Nasseh D, Stausberg J
Daniel Nasseh, Institut für Medizinische Informationsverarbeitung, Biometrie und Epidemiologie, Ludwig-Maximilians-Universität München, Marchioninistraße 15, 81377 Munich, Germany, E-mail:
Methods Inf Med. 2016;55(2):136-43. doi: 10.3414/ME14-01-0087. Epub 2015 Apr 20.
The process of merging data of different data sources is referred to as record linkage. A medical environment with increased preconditions on privacy protection demands the transformation of clear-text attributes like first name or date of birth into one-way encrypted pseudonyms. When performing an automated or privacy preserving record linkage there might be the need of a binary classification deciding whether two records should be classified as the same entity. The classification is the final of the four main phases of the record linkage process: Preprocessing, indexing, matching and classification. The choice of binary classification techniques in dependence of project specifications in particular data quality has not extensively been studied yet.
The aim of this work is the introduction and evaluation of an automatable semi-supervised binary classification system applied within the field of record linkage capable of competing or even surpassing advanced automated techniques of the domain of unsupervised classification.
This work describes the rationale leading to the model and the final implementation of an automatable semi-supervised binary classification system and the comparison of its classification performance to an advanced active learning approach out of the domain of unsupervised learning.
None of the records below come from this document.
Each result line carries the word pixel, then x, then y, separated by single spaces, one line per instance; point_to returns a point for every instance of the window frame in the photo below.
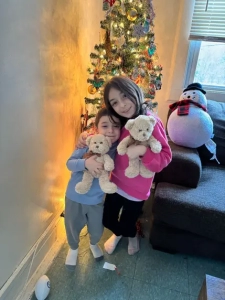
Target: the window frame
pixel 213 92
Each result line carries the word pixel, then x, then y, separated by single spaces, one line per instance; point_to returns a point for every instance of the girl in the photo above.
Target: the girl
pixel 124 100
pixel 87 208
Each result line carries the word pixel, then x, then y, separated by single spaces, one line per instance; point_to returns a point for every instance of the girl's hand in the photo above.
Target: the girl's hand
pixel 93 166
pixel 82 140
pixel 135 151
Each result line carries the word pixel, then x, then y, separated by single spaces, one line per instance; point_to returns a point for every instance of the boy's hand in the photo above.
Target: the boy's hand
pixel 82 140
pixel 135 151
pixel 93 166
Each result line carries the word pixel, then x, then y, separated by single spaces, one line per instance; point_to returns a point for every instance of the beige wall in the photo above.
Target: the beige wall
pixel 172 27
pixel 44 54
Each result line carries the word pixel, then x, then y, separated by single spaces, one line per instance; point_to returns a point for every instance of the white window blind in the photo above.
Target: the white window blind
pixel 208 22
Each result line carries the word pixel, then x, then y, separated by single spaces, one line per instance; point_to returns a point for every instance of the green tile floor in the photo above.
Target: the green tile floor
pixel 150 274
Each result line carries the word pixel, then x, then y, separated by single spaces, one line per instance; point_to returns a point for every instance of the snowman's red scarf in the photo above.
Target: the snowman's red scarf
pixel 184 105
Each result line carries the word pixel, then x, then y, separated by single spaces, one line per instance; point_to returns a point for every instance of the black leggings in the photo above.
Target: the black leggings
pixel 126 224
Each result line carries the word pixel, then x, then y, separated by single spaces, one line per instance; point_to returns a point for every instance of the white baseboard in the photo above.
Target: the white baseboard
pixel 21 284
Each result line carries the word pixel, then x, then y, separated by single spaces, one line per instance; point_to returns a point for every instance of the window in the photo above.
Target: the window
pixel 206 58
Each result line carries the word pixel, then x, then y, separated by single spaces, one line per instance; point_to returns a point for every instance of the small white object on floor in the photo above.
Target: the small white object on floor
pixel 71 258
pixel 42 288
pixel 109 266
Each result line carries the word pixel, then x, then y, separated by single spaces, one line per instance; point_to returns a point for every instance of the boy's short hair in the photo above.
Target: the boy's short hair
pixel 104 112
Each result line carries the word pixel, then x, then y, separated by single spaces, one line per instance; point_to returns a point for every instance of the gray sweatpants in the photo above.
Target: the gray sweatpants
pixel 78 215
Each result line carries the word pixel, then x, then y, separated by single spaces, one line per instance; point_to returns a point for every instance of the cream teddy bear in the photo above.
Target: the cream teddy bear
pixel 140 130
pixel 98 145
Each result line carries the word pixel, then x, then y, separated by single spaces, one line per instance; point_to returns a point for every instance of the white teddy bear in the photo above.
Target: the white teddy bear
pixel 98 145
pixel 140 130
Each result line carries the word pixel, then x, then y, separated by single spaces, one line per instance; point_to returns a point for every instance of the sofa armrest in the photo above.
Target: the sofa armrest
pixel 185 168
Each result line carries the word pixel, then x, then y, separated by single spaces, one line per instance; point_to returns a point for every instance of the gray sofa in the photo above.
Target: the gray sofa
pixel 188 212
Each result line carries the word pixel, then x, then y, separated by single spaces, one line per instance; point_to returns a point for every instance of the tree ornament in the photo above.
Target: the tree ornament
pixel 138 31
pixel 132 14
pixel 151 49
pixel 107 4
pixel 92 90
pixel 158 83
pixel 146 25
pixel 98 82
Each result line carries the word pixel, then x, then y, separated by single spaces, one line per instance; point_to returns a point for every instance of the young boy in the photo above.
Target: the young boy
pixel 87 209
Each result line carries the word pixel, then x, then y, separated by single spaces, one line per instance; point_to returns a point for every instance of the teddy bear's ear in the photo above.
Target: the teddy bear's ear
pixel 152 120
pixel 88 140
pixel 129 124
pixel 108 141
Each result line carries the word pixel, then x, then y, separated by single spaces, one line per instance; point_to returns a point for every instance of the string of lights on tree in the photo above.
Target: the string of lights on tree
pixel 128 49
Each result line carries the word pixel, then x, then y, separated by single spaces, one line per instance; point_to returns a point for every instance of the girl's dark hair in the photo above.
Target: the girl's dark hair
pixel 131 90
pixel 104 112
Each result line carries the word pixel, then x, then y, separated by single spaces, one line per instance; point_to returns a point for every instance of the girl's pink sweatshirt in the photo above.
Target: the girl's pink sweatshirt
pixel 139 187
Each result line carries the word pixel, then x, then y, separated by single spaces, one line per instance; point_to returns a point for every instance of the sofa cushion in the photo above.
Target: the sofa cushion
pixel 185 168
pixel 217 112
pixel 200 211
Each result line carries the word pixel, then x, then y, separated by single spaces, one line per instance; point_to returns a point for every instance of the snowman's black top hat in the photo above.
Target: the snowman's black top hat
pixel 194 86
The performance of both systems has been measured on a broad variety of artificial test sets (n = 400), based on real patient data, with distinct and unique characteristics.
While the classification performance for both methods measured as F-measure was relatively close on test sets with maximum defined data quality, 0.996 for semi-supervised classification, 0.993 for unsupervised classification, it incrementally diverged for test sets of worse data quality dropping to 0.964 for semi-supervised classification and 0.803 for unsupervised classification.
Aside from supplying a viable model for semi-supervised classification for automated probabilistic record linkage, the tests conducted on a large amount of test sets suggest that semi-supervised techniques might generally be capable of outperforming unsupervised techniques especially on data with lower levels of data quality.
合并不同数据源数据的过程称为记录链接。在隐私保护要求日益提高的医疗环境中,需要将诸如名字或出生日期等明文属性转换为单向加密的假名。在执行自动或隐私保护记录链接时,可能需要进行二元分类,以确定两条记录是否应分类为同一实体。该分类是记录链接过程四个主要阶段中的最后一个阶段:预处理、索引、匹配和分类。尚未广泛研究根据项目规范(特别是数据质量)选择二元分类技术的情况。
本研究的目的是引入并评估一种可自动化的半监督二元分类系统,该系统应用于记录链接领域,能够与无监督分类领域的先进自动化技术竞争甚至超越它们。
本研究描述了导致该模型的基本原理、可自动化半监督二元分类系统的最终实现,以及将其分类性能与无监督学习领域的一种先进主动学习方法进行比较。基于真实患者数据,在具有不同且独特特征的大量人工测试集(n = 400)上测量了这两种系统的性能。
在数据质量定义为最高的测试集上,两种方法以F值衡量的分类性能相对接近,半监督分类为0.996,无监督分类为0.993;而在数据质量较差的测试集中,两者逐渐出现差异,半监督分类降至0.964,无监督分类降至0.803。
除了为自动概率记录链接的半监督分类提供一个可行模型外,在大量测试集上进行的测试表明,半监督技术通常可能优于无监督技术,尤其是在数据质量较低的数据上。